Virtual reality training is officially becoming a thing. For decades, virtual reality has been a popular science fiction concept that’s never quite made it mainstream, but now VR is finally being used to train people for real-life skills. It’s changing the way we teach people new skills, train employees, and perform job assessments. In this post, we’re going to take a close look at what virtual reality training entails, the different types of VR solutions in the market today, and how businesses are using VR solutions for their businesses. VR training is a very hot topic, and many businesses are already starting to use them. However, there’s still a lot of confusion about the technology, so it’s important to understand what it is and how it works.
How VR works
Virtual reality (VR) is a brand new user interface unlike the conventional one, immersing a person in a digital 3D environment, instead of watching on a display.
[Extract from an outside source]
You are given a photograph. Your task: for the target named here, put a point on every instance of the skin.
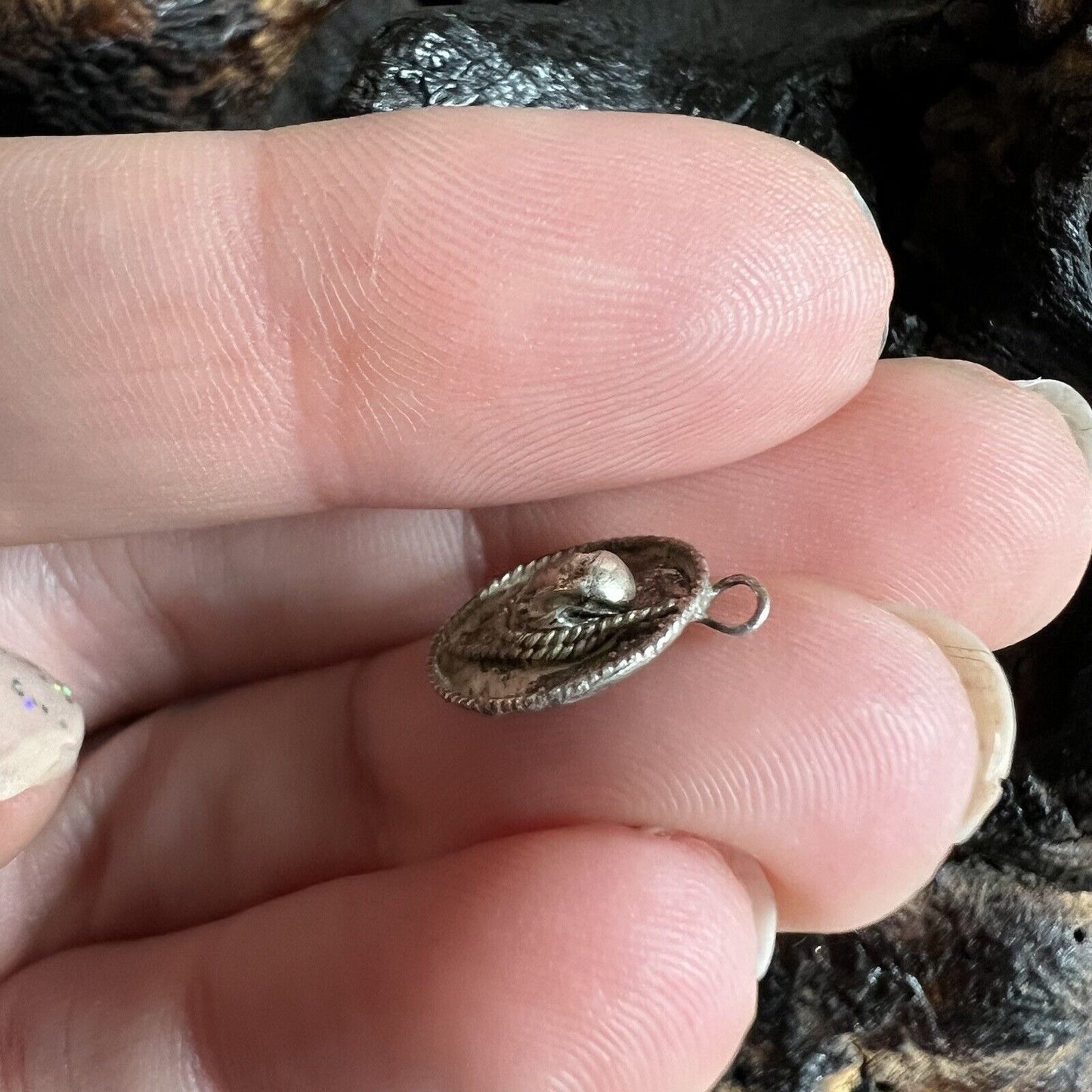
(296, 397)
Computer-generated imagery and content aim at simulating a real presence through senses (sight, hearing, touch). Virtual reality simulation requires two main components: a source of content and a user device. Software and hardware, in other words.
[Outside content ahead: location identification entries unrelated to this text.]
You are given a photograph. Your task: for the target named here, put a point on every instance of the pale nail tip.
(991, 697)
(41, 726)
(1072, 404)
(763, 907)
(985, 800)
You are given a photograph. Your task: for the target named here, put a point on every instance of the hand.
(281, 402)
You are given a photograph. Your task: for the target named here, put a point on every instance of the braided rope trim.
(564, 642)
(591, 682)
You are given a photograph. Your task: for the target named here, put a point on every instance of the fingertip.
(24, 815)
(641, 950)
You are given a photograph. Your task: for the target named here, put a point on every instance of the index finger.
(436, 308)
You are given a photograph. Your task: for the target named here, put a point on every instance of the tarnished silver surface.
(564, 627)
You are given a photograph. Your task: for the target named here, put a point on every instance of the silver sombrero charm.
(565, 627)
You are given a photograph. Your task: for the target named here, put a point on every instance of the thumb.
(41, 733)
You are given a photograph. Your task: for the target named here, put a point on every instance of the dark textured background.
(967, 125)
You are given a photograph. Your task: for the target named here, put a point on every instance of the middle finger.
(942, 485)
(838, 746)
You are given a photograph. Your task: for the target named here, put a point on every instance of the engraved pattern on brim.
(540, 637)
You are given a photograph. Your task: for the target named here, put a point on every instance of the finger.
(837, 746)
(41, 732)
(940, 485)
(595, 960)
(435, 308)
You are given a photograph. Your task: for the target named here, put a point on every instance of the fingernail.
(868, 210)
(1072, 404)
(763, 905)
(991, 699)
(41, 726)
The main challenge of VR is tricking the human brain into perceiving digital content as real. That is not easy, and this “immersion” issue is what still holds virtual reality experiences back from being enjoyable. For example, the human visual field doesn’t work as a video frame, and besides about 180 degrees of vision, we also have peripheral vision.
Virtual Reality (VR) and 360 video
360-degree video is a spherical video format. When viewed on a virtual reality headset it gives viewers the illusion of ‘being there’. It’s generally a non-interactive video and can be seen in 2D or 3D. If you want to make it interactive you can use platforms like Viar360 to do so.
As most web browsers now support 360, so videos are also viewable online. This allows people to look around the scene by clicking and dragging with their mouse. Alternatively, if people are viewing on mobiles, they can point their phones in the direction they’d like to see. The best 360 experience is on a VR headset such as Oculus Quest or Pico G2 4k.
The need for VR training solutions
Virtual reality (VR) and augmented reality (AR) are two of the fastest-growing segments of the tech industry. The business world is taking note, with companies in every industry using VR to train their employees. The market for VR-based training solutions is projected to grow from $11.4 billion globally in 2018 to $143.3 billion in 2026. Companies such as HTC and Lockheed Martin are already using VR to train employees – and the number of companies doing so is sure to increase over time.
In September 2016, a study conducted by Deloitte found that “nearly all of the executives (96 percent) surveyed indicated that they believe VR technology will make training better” over the next three years. The study goes on to say that two-thirds of executives anticipate that “they will increase VR-based training in the next three years”.